Carlo ancelotti acaba de reescribir el manual de la selección brasileña en una sola frase: «El Mundial lo gana quien recibe menos goles, no el que anota más». La declaración, lanzada en Orlando ante la prensa mundial, desarmó de golpe el mito del jogo bonito y colocó al Scratch bajo una luz más austera: la de la eficiencia defensiva.

La contrarrevolución empieza en la retaguardia

Desde que pisó Río, ancelotti suma cuatro victorias, dos empates y tres derrotas. La cifra habla por sí sola: hay grietas que tapar antes del 11 de junio en Nueva York. Por eso, cuando le preguntaron por el fútbol espectáculo, el italiano retrucó con la historia en la mano: «Brasil ganó los últimos dos Mundiales con talento arriba y muralla atrás». Parreira en 1994 y Scolari en 2002 sellaron la gloria con líneas de cuatro y tres centrales, nunca con delirios ofensivos.

El primer nombre en tinta negra de la lista de 26 es Danilo, lateral que el entrenador define como «jugador de cancha entera». No es un capricho: a sus 33 años, el defensor del Flamengo puede cubrir las cinco posiciones de la defensa y, de paso, ejerce de ayudante de alcalde en el vestuario. La afición brasileña lo celebra y lo critica con la misma intensidad, pero ancelotti ya advirtió que «la gente no entiende lo que vale un hombre que nunca deja el puesto».

Endrick, rayan y la urgencia de un enganche

Endrick, rayan y la urgencia de un enganche

Mientras la defensa toma forma, el mediocampo pide oxígeno. Ancelotti confesó que Endrick y Rayan están en carpeta, pero el hueco entre líneas sigue sin dueño. El propio técnico reconoció la ausencia de un «mediocampista creador» y, de paso, cargó elogios sobre Luka Modric: «En el mercado no hay otro como él». La ironía es brutal: el hombre que necesita un cerebro lo tiene en Madrid, no en Salvador.

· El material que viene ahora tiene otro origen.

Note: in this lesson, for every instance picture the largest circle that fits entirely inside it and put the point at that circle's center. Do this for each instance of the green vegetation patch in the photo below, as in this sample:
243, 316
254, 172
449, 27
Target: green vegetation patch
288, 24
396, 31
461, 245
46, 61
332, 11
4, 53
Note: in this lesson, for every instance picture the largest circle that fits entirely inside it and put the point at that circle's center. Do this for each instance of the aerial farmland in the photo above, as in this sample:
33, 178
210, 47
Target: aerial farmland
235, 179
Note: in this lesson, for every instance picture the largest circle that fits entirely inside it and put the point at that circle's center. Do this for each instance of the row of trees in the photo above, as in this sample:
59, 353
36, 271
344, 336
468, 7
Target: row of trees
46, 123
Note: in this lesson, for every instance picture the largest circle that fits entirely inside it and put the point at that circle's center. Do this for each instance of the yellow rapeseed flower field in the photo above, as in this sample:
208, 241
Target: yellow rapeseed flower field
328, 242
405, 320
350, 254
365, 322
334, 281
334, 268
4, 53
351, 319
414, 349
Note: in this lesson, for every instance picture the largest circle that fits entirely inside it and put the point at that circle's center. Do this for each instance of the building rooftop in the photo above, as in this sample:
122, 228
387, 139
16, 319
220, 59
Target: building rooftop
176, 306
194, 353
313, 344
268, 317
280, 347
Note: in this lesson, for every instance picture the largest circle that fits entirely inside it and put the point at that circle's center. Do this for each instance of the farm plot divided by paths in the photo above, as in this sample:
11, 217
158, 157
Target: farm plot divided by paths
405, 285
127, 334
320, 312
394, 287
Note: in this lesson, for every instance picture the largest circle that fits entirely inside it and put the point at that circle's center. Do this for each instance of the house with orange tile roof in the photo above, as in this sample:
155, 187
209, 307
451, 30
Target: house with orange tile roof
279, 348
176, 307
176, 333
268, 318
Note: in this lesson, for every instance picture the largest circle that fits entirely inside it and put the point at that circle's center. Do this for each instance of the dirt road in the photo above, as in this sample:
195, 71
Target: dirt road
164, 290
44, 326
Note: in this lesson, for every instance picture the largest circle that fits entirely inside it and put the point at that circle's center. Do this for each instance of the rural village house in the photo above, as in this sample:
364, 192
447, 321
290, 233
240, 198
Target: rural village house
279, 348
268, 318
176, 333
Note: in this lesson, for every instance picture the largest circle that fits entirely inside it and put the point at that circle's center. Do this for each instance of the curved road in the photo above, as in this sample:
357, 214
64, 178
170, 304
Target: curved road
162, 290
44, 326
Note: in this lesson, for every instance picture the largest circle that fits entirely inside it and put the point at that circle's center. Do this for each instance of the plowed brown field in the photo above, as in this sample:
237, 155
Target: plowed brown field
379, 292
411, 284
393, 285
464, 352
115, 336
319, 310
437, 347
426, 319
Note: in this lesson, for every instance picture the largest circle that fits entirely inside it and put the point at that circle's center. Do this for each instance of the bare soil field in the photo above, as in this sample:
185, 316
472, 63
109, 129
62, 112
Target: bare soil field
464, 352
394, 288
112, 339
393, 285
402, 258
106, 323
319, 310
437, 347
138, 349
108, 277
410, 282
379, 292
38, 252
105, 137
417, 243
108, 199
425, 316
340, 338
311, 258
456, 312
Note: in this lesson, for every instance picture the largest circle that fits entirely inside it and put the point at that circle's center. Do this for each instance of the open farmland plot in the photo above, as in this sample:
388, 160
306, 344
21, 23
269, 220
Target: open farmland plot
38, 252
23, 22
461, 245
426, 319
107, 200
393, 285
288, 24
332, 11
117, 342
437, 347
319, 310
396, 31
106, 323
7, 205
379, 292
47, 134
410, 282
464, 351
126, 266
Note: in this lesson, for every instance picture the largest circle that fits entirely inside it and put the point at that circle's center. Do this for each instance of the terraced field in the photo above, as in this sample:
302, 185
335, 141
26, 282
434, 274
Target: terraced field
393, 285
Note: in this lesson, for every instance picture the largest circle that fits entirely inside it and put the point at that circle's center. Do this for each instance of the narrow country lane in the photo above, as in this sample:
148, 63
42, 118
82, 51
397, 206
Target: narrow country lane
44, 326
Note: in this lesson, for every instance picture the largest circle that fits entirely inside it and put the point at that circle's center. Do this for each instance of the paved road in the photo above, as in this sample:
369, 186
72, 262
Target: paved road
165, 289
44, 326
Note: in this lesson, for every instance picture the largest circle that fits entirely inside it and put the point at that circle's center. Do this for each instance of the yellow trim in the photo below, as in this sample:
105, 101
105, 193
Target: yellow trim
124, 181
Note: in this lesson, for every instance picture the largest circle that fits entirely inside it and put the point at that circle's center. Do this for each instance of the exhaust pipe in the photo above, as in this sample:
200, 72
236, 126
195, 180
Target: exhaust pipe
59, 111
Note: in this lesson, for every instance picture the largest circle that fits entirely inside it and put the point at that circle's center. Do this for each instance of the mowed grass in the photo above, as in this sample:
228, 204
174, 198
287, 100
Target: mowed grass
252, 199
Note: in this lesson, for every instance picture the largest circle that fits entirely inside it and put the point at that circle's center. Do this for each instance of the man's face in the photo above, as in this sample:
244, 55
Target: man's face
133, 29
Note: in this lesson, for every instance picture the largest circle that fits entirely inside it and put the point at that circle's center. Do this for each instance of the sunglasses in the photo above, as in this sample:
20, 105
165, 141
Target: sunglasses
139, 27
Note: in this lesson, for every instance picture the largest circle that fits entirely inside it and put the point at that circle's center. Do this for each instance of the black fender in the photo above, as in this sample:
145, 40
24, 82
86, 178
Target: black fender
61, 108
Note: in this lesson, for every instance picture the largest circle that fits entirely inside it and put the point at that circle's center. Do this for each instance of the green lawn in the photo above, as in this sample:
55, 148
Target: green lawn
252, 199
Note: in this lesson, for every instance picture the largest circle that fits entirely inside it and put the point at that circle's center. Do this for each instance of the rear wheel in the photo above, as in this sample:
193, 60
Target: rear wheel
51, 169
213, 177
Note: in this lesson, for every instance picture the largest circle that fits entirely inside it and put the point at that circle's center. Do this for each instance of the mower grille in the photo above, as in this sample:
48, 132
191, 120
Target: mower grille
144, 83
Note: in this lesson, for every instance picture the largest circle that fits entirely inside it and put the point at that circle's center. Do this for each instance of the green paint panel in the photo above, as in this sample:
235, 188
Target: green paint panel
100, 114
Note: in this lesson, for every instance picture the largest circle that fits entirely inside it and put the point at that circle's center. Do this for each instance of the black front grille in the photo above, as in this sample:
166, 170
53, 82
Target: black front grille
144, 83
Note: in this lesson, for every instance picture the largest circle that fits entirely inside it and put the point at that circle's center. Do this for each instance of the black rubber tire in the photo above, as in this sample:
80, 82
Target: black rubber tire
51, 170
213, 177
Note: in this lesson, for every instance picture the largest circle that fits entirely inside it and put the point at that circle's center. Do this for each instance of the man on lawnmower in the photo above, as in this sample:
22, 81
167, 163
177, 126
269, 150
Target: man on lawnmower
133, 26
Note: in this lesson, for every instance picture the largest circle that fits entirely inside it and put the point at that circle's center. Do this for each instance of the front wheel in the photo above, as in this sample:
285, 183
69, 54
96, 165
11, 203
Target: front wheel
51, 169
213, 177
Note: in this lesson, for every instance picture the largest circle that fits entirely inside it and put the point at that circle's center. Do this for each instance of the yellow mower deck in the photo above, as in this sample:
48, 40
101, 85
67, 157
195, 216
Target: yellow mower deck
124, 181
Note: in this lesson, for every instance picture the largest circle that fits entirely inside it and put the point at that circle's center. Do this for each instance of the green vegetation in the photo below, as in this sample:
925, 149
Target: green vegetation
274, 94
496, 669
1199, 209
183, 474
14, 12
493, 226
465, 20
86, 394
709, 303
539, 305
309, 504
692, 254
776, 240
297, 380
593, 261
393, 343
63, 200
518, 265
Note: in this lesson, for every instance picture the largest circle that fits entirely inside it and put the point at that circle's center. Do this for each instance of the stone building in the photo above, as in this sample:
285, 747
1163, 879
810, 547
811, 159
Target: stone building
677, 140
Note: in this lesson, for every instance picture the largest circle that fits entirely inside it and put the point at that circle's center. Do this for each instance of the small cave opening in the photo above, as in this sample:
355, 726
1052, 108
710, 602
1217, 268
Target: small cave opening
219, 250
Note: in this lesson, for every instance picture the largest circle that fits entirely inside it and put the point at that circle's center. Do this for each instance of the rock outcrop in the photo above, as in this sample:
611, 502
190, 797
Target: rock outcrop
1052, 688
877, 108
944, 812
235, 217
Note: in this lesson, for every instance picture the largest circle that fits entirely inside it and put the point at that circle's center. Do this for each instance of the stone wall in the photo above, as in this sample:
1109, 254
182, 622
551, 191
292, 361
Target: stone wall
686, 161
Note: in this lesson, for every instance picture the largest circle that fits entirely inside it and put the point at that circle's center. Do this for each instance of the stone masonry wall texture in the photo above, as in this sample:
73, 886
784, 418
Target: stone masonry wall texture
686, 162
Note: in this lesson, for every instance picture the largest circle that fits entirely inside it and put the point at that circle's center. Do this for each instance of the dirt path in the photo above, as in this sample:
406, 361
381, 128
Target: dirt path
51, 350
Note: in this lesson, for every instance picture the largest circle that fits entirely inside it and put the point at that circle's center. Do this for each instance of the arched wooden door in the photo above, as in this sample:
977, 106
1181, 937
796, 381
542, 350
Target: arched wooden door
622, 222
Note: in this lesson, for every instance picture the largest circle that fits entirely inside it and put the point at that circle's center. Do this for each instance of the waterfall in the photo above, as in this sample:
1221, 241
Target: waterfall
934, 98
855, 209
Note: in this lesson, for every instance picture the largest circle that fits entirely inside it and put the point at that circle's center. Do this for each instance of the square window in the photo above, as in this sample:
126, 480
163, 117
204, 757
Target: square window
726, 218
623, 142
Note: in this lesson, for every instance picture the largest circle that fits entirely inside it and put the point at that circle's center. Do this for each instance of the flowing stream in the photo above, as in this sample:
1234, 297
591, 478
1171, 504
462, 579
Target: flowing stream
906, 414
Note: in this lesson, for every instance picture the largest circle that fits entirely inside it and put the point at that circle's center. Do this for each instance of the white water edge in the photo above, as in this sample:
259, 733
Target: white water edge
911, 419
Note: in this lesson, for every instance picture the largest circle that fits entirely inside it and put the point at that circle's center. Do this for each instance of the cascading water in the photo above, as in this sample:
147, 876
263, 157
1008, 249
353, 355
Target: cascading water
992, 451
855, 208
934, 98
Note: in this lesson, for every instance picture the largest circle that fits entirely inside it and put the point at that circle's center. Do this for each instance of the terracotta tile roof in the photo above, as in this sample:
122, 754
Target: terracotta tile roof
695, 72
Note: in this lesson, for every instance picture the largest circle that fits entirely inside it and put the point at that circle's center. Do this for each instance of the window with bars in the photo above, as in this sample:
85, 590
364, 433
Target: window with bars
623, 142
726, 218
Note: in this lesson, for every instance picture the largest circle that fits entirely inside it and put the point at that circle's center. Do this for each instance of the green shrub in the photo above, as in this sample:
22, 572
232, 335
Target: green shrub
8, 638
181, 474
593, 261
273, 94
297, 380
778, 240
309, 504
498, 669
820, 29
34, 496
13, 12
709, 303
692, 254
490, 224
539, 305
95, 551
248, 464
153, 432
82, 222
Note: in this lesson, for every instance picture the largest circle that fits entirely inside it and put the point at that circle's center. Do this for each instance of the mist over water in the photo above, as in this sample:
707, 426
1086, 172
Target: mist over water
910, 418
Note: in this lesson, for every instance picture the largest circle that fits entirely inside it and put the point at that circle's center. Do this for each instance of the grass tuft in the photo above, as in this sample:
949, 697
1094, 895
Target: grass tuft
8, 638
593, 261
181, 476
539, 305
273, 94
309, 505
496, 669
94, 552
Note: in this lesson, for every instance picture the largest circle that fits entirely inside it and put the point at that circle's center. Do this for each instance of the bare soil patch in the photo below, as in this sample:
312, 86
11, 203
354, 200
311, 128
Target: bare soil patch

El amistoso del martes contra Croacia en el Camping World Stadium servirá de termómetro. Sin Raphinha, baja por cinco semanas, Vinicius tendrá el cartel de estrella y la obligación de romper la muraje croata. Ancelotti, fiel a su estilo, prefiere hablar de «equilibrio» que de destello. La consigna es clara: si Brasil encaja menos de un gol por partido, la hexacamiseta vuelve a casa.

La frase que ya se tatúan los hinchas en Twitter no es un eslógan: es un mandato. Brasil ya no sueña con driblings eternos; sueña con cero a cero que se rompe en un contragolpe letal. Ancelotti le quitó la salsa al plato y le puso veneno al rémedio. El reloj marca 180 días para el estreno contra Marruecos. El tiempo corre y la portería, ahora sí, es sagrada.